The Irish Government yesterday accepted the all cash offer from International Airlines Group (the parent of British Airways, Iberia and Vueling) for its 25% share of the airline.
The board of Aer Lingus is recommending that the shareholders accept the deal. Ryanair currently owns 29.8% of the airline and Etihad Airways is a shareholder as well.
You can read more about this development Financial Times website here of which below is an excerpt:
The main attraction for IAG and Mr Walsh is the prospect that Aer Lingus can expand its transatlantic services from Dublin airport, which, unlike Heathrow, has spare runway capacity. But the deal was always dependent on getting agreement on maintaining Aer Lingus’s Heathrow slots for flights to and from Ireland.

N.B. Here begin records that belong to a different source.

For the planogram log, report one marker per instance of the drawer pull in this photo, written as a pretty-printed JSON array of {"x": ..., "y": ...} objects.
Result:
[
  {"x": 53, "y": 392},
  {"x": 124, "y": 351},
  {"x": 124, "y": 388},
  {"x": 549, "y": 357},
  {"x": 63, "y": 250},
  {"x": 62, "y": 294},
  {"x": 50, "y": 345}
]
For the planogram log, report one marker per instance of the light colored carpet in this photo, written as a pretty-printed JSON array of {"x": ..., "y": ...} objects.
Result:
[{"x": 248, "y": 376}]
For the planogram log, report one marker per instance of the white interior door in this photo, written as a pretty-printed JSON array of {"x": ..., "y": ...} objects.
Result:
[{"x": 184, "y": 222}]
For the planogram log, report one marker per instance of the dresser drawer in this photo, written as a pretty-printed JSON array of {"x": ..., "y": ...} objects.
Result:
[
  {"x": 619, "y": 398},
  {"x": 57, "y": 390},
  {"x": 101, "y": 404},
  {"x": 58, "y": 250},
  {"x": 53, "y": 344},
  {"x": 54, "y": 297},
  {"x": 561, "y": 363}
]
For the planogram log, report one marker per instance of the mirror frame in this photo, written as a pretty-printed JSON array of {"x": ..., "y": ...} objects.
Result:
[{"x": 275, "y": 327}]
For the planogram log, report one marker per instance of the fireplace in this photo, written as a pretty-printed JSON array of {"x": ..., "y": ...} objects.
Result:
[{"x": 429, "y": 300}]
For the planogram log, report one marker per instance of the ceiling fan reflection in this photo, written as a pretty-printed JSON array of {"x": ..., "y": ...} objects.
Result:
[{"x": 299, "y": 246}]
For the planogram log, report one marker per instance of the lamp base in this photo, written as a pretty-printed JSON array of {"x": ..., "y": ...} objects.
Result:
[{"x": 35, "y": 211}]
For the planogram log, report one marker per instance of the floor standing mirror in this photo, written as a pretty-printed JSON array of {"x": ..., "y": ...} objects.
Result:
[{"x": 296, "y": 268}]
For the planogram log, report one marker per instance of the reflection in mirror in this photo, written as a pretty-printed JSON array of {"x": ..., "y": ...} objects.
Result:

To win the government’s backing, IAG has given seven-year guarantees on valuable routes into London’s Heathrow from Dublin, Cork and Shannon on condition that airport charges would not increase beyond certain levels.
Willie Walsh, IAG’s chief executive, initially said he would guarantee Aer Lingus’s 23 lucrative take-off and landing slots at Heathrow only for five years. This has been one of the biggest hurdles to government approval. Belfast routes are still only guaranteed for five years.
Aer Lingus was part of the Oneworld Alliance before it decided to go the LCC route, although it has beefed up its offerings as of late to become more of a full service airline. .
This certainly means less competition on the transatlantic route and gives British Airways more Heathrow slots that it can use to develop other long-haul routes, although it has pledged to keep serving certain Irish routes from Heathrow for minimum of 7 years.